Cabe anotar telegráficamente que entre 1921 y 1923 amplió estudios en Alemania (donde se desarrollaba una gran actividad constructiva de posguerra mundial) como becario en el Ayuntamiento de Dresde y que a su regreso a España entró en la redacción de la revista «Arquitectura», desde cuyas páginas defendió los principios de su querido funcionalismo. En 1927 entró en la oficina técnica de la Ciudad Universitaria, entonces en construcción, junto con su inseparable Manuel Sánchez Arcas, con quien compartiría no sólo ideas y proyectos profesionales (especialmente en la construcción de hospitales) sino incluso el exilio en Moscú. En 1929 realizó su encargo de diseñar el edificio del Instituto Rockefeller de Madrid, destinado a la investigación, y lo ejecutó como una obra de líneas puras pero con acabados de ladrillo visto, en un alarde de fusión entre los principios racionalistas y las prácticas constructivas tradicionales. En 1931 entra en la oficina urbanística del Ayuntamiento madrileño, que por entonces estaba volcado en la construcción del tramo central de la Gran Vía, y allí realiza funciones de asesoría y dirección de conjunto, igual que en la Ciudad Universitaria, que tan dañada resultaría tras el paso de la Guerra Civil, que tuvo allí uno de sus frentes más activos.

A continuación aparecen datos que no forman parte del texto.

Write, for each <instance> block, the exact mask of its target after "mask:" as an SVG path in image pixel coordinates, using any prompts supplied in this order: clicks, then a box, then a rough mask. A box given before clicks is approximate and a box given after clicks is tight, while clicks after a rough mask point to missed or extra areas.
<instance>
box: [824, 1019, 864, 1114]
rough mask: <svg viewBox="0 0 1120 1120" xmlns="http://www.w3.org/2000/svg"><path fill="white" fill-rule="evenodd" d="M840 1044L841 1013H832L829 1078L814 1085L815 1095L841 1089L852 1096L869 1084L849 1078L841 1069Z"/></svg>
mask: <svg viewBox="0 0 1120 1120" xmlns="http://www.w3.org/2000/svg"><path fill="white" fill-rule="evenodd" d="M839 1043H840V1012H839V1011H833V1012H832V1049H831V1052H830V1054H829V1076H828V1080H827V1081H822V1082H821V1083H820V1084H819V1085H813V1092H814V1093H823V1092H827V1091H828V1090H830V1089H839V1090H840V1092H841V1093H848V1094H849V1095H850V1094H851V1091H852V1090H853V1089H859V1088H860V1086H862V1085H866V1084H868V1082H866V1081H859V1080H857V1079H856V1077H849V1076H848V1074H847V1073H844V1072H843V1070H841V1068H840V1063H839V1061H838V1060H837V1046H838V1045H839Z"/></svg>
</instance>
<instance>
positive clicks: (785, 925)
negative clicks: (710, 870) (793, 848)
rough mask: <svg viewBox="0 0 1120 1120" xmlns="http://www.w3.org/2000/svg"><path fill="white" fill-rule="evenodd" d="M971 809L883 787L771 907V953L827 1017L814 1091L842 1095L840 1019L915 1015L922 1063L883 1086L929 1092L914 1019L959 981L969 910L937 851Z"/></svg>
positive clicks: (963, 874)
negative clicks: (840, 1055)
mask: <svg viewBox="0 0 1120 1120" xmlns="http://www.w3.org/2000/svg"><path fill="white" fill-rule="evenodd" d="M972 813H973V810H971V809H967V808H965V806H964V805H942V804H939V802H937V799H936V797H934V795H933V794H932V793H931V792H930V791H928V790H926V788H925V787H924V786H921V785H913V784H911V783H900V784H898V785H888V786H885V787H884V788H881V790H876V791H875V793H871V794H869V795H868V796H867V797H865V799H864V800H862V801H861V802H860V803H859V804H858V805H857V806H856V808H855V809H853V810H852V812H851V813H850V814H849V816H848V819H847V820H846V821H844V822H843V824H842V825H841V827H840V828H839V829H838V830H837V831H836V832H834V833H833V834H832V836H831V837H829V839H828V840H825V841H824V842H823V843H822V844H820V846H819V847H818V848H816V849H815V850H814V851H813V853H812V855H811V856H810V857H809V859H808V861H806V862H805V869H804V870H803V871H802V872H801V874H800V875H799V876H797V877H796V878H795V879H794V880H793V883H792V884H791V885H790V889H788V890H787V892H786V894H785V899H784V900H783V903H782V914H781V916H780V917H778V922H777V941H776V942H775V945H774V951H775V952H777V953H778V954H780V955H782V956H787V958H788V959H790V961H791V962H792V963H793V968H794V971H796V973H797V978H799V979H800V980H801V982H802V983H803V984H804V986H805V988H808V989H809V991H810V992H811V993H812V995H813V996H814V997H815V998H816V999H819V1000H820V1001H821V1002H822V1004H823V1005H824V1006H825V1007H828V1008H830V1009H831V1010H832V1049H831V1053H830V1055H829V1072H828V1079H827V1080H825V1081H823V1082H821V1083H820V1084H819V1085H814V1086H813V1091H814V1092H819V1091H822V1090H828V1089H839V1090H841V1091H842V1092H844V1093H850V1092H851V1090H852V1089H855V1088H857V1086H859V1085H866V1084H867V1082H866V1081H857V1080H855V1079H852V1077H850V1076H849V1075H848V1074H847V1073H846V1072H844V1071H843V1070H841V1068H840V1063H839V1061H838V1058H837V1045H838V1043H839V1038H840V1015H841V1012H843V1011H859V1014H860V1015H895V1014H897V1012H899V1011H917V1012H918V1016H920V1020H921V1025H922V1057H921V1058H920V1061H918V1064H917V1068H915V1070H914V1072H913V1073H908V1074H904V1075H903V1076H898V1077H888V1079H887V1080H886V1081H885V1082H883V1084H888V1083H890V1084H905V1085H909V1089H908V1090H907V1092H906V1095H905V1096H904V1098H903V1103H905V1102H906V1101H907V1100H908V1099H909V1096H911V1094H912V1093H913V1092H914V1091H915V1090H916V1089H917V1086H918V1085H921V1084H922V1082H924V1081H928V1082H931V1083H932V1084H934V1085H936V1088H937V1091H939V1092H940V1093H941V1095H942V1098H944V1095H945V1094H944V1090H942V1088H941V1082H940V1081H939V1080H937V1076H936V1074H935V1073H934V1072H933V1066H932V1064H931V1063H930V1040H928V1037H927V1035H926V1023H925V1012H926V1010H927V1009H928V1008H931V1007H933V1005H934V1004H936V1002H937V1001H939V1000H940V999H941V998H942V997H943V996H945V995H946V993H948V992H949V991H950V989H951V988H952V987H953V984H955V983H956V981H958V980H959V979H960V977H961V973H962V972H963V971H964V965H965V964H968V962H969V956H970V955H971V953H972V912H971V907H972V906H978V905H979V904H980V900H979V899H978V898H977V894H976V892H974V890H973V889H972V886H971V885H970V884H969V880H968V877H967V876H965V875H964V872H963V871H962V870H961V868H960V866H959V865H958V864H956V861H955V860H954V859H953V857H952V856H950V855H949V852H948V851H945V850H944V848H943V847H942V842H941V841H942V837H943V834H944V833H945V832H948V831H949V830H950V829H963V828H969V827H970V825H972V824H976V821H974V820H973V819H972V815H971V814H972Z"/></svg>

Tras la derrota republicana, el éxodo de los arquitectos republicanos es muy importante. Lacasa pasa a Francia y es internado en el campo de concentración de la playa de Argelés, el mismo que sale en los «poemas de arena» del escritor llanisco Celso Amieva, que también acabaría sus días en Moscú. De Francia Lacasa se iría a la URSS, donde ingresó en la Academia de Arquitectura moscovita, y él y su inseparable Sánchez Arcas seguirían trabajando en lo suyo y compartiendo destino, pues entre 1943 y 1944 fueron desplazados a los Urales para los trabajos de fortificación y defensa de la capital soviética. En 1960 Luis Lacasa (que según Lorenzo Cordero también pasó un tiempo en China por esa época) consiguió un permiso para visitar España, aunque fue expulsado al cabo de un mes y regresó a su país de acogida para fallecer allí el 30 de marzo de 1966. No hay que olvidar que Luis Lacasa y Josep Lluis Sert fueron prácticamente los únicos arquitectos republicanos a los que no alcanzó el perdón de Franco, que nunca pudo digerir el impacto político del pabellón español de París, en el que se presentó al mundo el «Guernica» de Picasso.